While feeding led to modifications of microbiota at 60 min, the changes were different when compared to the WF study, suggesting that the collection of samples at 60 min after feeding in the PRE and POST periods, rather than immediately before feeding, did not have an effect on the conclusions of our study that withholding of food over several days has a significant impact on small intestinal microbiota. During the extended period of WF, increases in Proteobacteria and Bacteroidaceae were observed, while members of Firmicutes (e.g. Lactobacillales, Erysipelotrichi) were decreased.

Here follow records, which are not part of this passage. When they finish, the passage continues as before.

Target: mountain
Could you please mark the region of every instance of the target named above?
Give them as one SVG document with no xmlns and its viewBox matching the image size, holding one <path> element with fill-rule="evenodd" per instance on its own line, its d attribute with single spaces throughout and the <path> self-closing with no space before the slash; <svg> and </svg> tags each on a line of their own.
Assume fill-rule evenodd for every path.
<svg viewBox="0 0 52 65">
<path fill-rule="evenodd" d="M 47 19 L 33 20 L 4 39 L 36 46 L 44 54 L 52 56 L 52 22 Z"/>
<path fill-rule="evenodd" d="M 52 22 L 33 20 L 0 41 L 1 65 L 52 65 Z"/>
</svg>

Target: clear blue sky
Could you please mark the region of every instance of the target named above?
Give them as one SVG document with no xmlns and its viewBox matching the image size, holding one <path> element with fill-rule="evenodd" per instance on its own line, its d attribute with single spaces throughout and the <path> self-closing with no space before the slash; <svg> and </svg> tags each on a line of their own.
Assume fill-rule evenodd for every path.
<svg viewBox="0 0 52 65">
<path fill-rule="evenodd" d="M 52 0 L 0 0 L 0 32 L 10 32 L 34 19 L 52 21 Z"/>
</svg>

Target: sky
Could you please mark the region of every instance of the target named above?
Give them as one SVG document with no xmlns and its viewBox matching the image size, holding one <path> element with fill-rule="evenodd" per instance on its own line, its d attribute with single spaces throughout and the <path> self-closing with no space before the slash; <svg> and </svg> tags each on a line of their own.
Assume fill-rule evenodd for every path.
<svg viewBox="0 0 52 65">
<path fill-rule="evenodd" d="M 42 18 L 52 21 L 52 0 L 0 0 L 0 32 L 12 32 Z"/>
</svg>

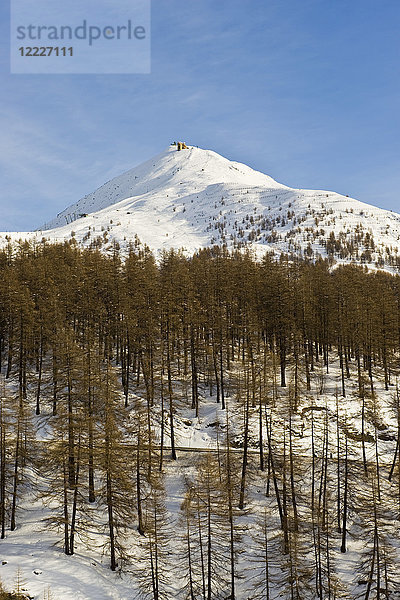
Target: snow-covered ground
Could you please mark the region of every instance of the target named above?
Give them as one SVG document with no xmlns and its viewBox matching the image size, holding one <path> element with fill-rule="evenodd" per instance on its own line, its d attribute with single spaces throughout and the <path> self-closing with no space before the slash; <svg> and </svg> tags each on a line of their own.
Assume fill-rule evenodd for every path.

There is only limited data available in regards to the effects of prolonged fasting on the gut microbiota, especially in the small intestine of mammals, a site with important interactions between microbiota and host immune system. Some animal species (e.g. snakes) are well adapted to prolonged periods without food intake, but in general, the results of our study are quite similar to those reported in literature. For example, in Burmese pythons that were not fed for more than 30 days, the microbiota was associated with increased abundances of the genera Bacteroides, Rikenella, Synergistes and Akkermansia in the large intestine, and with reduced overall diversity (Costello et al.2010). Between 12 h and 3 days after feeding, there was a marked increase in Firmicutes (Clostridium, Lactobacillus and Peptostreptococcaceae). Similarly to our findings, the microbiota in the ceca of mice fasted for 24 hs was enriched in Bacteroidetes (Crawford et al.2009). The microbiota in the cecum of Syrian hamsters not fed for 96 h was analyzed by 16S rRNA gene analysis and the mucin-degrading bacterium A. muciniphila and Proteobacteria were increased during active food deprivation, but not during hibernation (Sonoyama et al.2009). A recent study compared microbiota in the colon and cecum across five classes of vertebrae through periods of prolonged food withholding (Kohl et al.2014). Interestingly, different responses in microbial diversity were observed across the animal species. Fish, toads and mice showed increased diversity during food withholding, while quails showed a decrease in diversity. Also, the changes in bacterial taxa varied across the hosts. Similar to our findings, Bacteroidetes increased during fasting in mice and toads, but were unchanged in tilapia, geckos and quails (Kohl et al.2014).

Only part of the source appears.